Por que tais grandes temas soem ser imposições?

Porque as pessoas por onde passam tais temas (executivo, legislativo e setores do campo do direito) não entendem de composição curricular, formação de educadores, valorização salarial, desnivelamento cultural de toda a comunidade interna e externa à escola e não sabem que os horrores culturais continuam presentes nos 8 milhões de quilômetros quadrados do país. E parece que ignoram que todos os fatores citados devem ser contemplados no ato mesmo de introduzir novos temas no currículo integral da comunidade educadora.

A ideia de imposição temática se dá a partir da falsa suposição de que “a escola vai se virar e fazer qualquer coisa”, o que é um ato de violência. Os educadores e as educadoras estão cansados de fazer alguma coisa. Querem educar integralmente, o que implica valorização integral do magistério e sua comunhão com os e as estudantes e demais profissionais da comunidade.

Ainda que seja verdade em muitos lugares que a escola faz alguma coisa (e por vezes muito bem!) na maioria das vezes torna-se impossível compor uma ação curricular continuada, recorrente e integrada no tempo e no espaço. E as razões – além das burocráticas – muitas vezes residem nas próprias comunidades de onde vêm os estudantes, que projetam seu autoritarismo sobre a escola. Mas a tecnoburocracia educacional também é mais realista do que o rei e cria vieses de como as coisas devem ser estudadas, o que faz parte do horror incultural secular. Acresce-se que cada nova temática exige processos de estudo e pesquisa, porque a educação de crianças e adolescentes não é depositório de coisas feitas, especialmente por uma sociedade dividida, inconciliável, fragmentada e acostumada a projetar seus horrores sobre seus “aparelhos de estado”. Veja-se a tonteria bolsonarista da escola sem partido. Veja-se, também, o mal que significa a negação do bom debate sobre os gêneros e as orientações sexuais, evidentemente disposto nos tempos e idades adequadas das crianças e adolescentes. Na prática, em sendo impossibilitada a pesquisa e o esclarecimento sobre gêneros em seus vários aspectos, também será impossível refletir sobre a violência contra as mulheres. Será que os deputados e senadores não pensaram nisso? Nem os tribunais ou o executivo?

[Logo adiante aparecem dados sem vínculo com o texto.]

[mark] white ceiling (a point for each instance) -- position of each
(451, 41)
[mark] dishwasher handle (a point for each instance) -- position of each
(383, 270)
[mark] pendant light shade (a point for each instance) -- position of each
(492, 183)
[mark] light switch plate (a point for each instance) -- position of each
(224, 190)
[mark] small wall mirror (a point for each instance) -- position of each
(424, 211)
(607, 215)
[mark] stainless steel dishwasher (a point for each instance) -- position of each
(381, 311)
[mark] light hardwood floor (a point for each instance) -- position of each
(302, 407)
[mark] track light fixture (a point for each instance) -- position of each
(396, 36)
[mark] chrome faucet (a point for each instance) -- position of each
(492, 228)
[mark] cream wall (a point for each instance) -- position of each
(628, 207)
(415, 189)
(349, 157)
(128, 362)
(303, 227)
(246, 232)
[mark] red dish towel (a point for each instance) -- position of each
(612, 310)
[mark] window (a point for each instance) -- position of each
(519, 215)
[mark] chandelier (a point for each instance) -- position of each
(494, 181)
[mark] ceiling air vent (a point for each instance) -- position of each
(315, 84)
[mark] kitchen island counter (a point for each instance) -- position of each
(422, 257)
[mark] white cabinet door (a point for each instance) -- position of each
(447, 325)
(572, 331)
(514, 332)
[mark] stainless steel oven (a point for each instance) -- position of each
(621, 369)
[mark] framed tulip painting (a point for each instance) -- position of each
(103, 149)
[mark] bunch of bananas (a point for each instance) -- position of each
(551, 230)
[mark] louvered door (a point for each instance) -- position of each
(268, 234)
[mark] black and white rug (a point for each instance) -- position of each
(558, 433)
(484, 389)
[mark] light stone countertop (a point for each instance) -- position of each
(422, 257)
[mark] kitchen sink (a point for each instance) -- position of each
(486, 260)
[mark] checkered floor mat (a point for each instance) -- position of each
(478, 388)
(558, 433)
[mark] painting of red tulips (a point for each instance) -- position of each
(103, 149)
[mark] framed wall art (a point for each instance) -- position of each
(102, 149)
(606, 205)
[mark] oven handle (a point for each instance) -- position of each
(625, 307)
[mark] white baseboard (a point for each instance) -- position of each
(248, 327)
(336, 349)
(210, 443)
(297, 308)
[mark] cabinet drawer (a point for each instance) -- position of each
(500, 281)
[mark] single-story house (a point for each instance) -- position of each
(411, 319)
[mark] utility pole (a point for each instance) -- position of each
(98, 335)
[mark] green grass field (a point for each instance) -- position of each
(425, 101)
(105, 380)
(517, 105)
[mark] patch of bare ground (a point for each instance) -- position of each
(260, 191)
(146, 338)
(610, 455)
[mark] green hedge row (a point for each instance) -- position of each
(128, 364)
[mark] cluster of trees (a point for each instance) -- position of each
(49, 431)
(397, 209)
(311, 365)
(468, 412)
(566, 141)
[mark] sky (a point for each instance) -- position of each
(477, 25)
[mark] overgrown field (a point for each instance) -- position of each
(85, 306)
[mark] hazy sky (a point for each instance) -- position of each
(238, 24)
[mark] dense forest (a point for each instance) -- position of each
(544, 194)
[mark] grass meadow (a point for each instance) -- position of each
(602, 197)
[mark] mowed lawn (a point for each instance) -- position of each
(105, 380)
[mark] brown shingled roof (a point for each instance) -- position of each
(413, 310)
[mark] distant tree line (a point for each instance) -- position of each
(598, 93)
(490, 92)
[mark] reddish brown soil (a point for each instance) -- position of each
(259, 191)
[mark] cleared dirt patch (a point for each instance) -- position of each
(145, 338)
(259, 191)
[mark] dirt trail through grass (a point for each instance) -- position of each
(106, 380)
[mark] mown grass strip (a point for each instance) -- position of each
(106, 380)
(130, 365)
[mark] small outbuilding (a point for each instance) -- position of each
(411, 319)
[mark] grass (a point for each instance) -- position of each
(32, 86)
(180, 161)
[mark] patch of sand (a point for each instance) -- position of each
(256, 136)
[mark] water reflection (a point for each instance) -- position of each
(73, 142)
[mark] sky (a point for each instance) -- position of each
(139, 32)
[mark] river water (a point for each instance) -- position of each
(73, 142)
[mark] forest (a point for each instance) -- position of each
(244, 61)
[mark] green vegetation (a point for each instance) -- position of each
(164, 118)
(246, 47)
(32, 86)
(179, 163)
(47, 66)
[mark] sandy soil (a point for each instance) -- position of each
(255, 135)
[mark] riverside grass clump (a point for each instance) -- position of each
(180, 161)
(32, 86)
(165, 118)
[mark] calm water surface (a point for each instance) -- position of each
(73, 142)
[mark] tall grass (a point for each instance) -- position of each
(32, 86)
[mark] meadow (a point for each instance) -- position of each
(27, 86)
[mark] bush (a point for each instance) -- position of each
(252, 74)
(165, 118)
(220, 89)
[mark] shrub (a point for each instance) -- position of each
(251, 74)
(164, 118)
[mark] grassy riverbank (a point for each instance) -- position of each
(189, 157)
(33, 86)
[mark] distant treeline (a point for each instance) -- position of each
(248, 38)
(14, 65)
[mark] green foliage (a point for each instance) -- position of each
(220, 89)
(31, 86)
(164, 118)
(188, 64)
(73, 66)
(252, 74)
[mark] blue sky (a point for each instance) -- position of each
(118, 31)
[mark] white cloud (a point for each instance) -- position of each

Dá-se o mesmo com os outros temas. Só a liberdade na organização curricular, a pesquisa e inclusão comunitária (que garantem a comunidade educadora e superam a escola solitária) permitirá pensar o futuro da comunicação, o futuro dos meios de produção que levam à concentração de poder e à desgraça meio-ambiental da nação. Em consequência, somente novos modos de pensar e construir a escola levarão à transformação da grande maioria de estudantes e famílias em ativistas pela dignidade da vida, que é o novo nome da ação ecológica.

Será que este país ainda aprenderá a dignificar a escola?

Luiz Roberto Alves é professor sênior da Escola de Comunicações e Artes da USP.